Only four theaters were built and the Ambassador is one of three that remain. The theater’s simple exterior of patterned brick and a rounded entrance corner reflected the needs of the Shuberts, speculative owner/builders who were interested in functional theater design. Many important actors, including Spencer Tracy, Danny Kaye, and George C. Scott, made their stage debuts during the theater’s heyday. Since the 1970s, the Ambassador has staged significant works that examine and celebrate the African-American experience, such as Eubie, Bring in ‘Da Noise, Bring in ‘Da Funk, Top Dog Under Dog, and Your Arms Too Short to Box with God.
Herbert J. Krapp was the most prolific theater designer on Broadway; he was the architect for fifteen of the remaining forty Broadway theaters. Krapp studied at Cooper Union and started his career at Herts & Tallant, where he met the Shubert brothers.

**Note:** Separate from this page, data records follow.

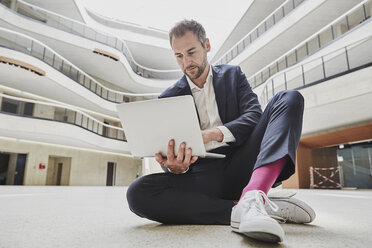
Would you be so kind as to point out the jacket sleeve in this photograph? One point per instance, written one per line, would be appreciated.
(248, 107)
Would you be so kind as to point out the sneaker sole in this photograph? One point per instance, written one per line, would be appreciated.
(257, 235)
(306, 214)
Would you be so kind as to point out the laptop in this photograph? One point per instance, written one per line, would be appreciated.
(149, 125)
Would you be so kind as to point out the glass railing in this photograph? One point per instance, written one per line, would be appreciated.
(55, 112)
(77, 28)
(335, 29)
(282, 11)
(28, 45)
(347, 59)
(127, 26)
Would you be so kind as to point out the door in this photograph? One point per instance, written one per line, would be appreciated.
(59, 173)
(111, 172)
(20, 169)
(4, 164)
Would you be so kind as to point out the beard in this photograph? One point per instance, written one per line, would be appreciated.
(200, 69)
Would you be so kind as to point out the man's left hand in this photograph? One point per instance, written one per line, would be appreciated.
(213, 134)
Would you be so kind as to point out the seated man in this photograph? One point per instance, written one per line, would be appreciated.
(260, 150)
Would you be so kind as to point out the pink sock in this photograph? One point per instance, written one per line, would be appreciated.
(264, 177)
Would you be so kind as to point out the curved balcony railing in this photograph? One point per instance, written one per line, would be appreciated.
(128, 26)
(77, 28)
(55, 112)
(282, 11)
(33, 47)
(357, 15)
(347, 59)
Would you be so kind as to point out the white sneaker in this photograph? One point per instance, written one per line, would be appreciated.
(250, 218)
(291, 210)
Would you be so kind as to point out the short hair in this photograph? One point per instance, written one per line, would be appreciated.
(185, 25)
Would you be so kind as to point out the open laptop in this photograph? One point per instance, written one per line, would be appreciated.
(149, 125)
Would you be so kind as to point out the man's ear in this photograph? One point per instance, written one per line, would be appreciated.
(207, 45)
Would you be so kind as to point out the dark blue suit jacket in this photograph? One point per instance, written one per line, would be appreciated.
(238, 106)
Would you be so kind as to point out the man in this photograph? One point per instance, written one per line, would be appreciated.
(259, 147)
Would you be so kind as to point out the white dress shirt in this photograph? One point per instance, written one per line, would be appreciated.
(205, 100)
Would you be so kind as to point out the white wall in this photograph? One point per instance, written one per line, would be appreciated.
(87, 167)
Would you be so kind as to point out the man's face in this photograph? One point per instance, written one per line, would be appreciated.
(190, 54)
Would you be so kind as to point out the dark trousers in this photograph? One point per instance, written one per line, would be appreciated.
(205, 194)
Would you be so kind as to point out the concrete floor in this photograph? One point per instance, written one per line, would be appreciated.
(99, 217)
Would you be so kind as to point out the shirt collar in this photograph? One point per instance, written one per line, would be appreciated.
(195, 88)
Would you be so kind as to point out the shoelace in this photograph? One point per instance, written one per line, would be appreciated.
(260, 197)
(282, 220)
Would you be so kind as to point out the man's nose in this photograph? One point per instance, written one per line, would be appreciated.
(186, 61)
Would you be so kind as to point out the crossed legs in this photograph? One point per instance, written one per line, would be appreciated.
(204, 194)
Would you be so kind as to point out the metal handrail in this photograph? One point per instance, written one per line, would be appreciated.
(277, 15)
(124, 25)
(81, 29)
(340, 61)
(35, 48)
(329, 31)
(72, 116)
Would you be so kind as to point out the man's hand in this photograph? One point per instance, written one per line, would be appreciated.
(177, 164)
(213, 134)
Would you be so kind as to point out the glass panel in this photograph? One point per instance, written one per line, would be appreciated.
(58, 63)
(278, 15)
(335, 63)
(282, 64)
(301, 52)
(288, 7)
(291, 59)
(111, 96)
(70, 116)
(294, 78)
(360, 54)
(269, 23)
(313, 71)
(254, 35)
(104, 93)
(273, 69)
(356, 18)
(48, 58)
(298, 2)
(326, 36)
(37, 50)
(265, 75)
(340, 27)
(313, 45)
(261, 29)
(79, 119)
(368, 8)
(90, 34)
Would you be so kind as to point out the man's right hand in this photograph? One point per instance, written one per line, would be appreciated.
(178, 164)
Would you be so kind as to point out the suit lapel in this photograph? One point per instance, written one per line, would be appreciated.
(220, 92)
(184, 89)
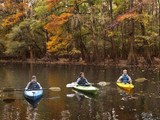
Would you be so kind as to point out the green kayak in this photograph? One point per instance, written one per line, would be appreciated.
(87, 89)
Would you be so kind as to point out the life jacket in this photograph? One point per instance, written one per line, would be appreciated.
(82, 82)
(125, 78)
(33, 86)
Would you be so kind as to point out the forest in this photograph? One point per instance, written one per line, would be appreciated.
(93, 30)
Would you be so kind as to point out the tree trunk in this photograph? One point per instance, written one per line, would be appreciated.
(159, 15)
(147, 54)
(132, 59)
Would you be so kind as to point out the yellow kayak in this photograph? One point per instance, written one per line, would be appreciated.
(125, 86)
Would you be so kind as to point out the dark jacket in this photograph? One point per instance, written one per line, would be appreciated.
(33, 86)
(83, 81)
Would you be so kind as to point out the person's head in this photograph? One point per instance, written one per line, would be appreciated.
(125, 72)
(81, 74)
(34, 78)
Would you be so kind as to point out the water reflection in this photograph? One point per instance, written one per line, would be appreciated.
(33, 103)
(142, 103)
(82, 95)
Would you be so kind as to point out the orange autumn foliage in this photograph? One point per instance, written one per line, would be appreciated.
(52, 3)
(57, 22)
(11, 20)
(126, 16)
(59, 40)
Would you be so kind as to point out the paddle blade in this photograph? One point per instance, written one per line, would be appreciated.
(140, 79)
(103, 83)
(55, 88)
(8, 89)
(71, 85)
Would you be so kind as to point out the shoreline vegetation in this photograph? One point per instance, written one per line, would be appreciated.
(98, 32)
(106, 63)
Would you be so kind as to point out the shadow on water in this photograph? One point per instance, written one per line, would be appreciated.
(33, 103)
(81, 95)
(112, 103)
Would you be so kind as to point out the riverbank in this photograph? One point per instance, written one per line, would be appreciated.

Krapp became the Shubert brothers’ house architect and designed twelve theaters for them. He also designed six theaters for the Chanin brothers. Krapp was famous for his ability to work with low budgets and small or awkward plots of land. For example, Krapp designed a diagonal floor plan for the Ambassador Theatre to fit it into an awkward space.
He innovated the use of stadium seating, first seen in the Richard Rodgers Theatre. Krapp often used most of his budget on the interiors of his theaters. While he left the exteriors relatively bare, he used elaborate brickwork to add visual interest for a small cost. Examples of this brickwork can be seen on the exteriors of the Broadhurst and the Gerald Schoenfeld Theatres. Krapp's career as a theater designer ended with the bust of the theater boom during the Depression. He transitioned to industrial design and became a building assessor for New York City. He also continued to work with the Shuberts until 1963 as the supervisor of existing venue maintenance and renovations.